Share:

Uber Black Drivers in Ontario File Application to Unionize, Seeking Better Pay, Recognition as Employees

Share:

Uber Black drivers in Ontario are filing an application to unionize.

According to a new press release, Uber Black drivers in Toronto have filed an application to unionize at the Ontario labour board, seeking better pay, protection from unjust dismissal, and recognition as employees rather than independent contractors.

The filing comes after months of organizing with the United Food and Commercial Workers (UFCW) union in a push to across the country to mobilize gig economy workers.

“Like all workers, we deserve the right to form a union and bargain collectively,” said Ejaz Butt, a driver who has helped spearhead the union drive. “We have already tried every possible avenue to meet with Uber to discuss our demands, but the company has ignored us. Unionization is the only way to protect our jobs and our livelihoods.”

The press release highlights the primary reasons Uber Black drivers intend to unionize:

Like many gig-economy workers, Uber Black drivers spend countless unpaid hours every day waiting for customers, monitoring the app, and queuing at hubs at the airport and downtown Toronto. To make matters worse, Uber uses the customer rating system to unjustly terminate drivers and there is no effective complaints mechanism to hold the company accountable. A widely unknown and grossly unfair provision in Uber’s employment contracts is a requirement to pay $14,000 and travel to the Netherlands should a driver wish to dispute an unjust termination. UFCW Canada is an intervenor in an ongoing case against Uber at the Supreme Court of Canada centered on this issue.

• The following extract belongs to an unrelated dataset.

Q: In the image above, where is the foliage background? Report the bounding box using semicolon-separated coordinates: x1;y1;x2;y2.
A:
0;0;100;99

“We are very happy and waiting for the day of voting because limousine drivers suffer too much,” said Butt. “I am one-hundred-and-one percent sure we will win the vote.”



Uber, on the other hand, classifies its drivers as independent contractors, a category that provides protection to its workers under provincial employment legislation and can’t unionize.

“Our platform enables drivers to earn money on their own terms; they control where and when they work, and are free to use other apps at the same time as they’re on Uber,” said an Uber spokesperson in an emailed statement to the Star.

“That’s why the vast majority of drivers say that flexibility is their number one reason for driving with Uber. We are constantly working to get feedback from drivers and improve their experience while maintaining the main thing they love about it, having flexible work.”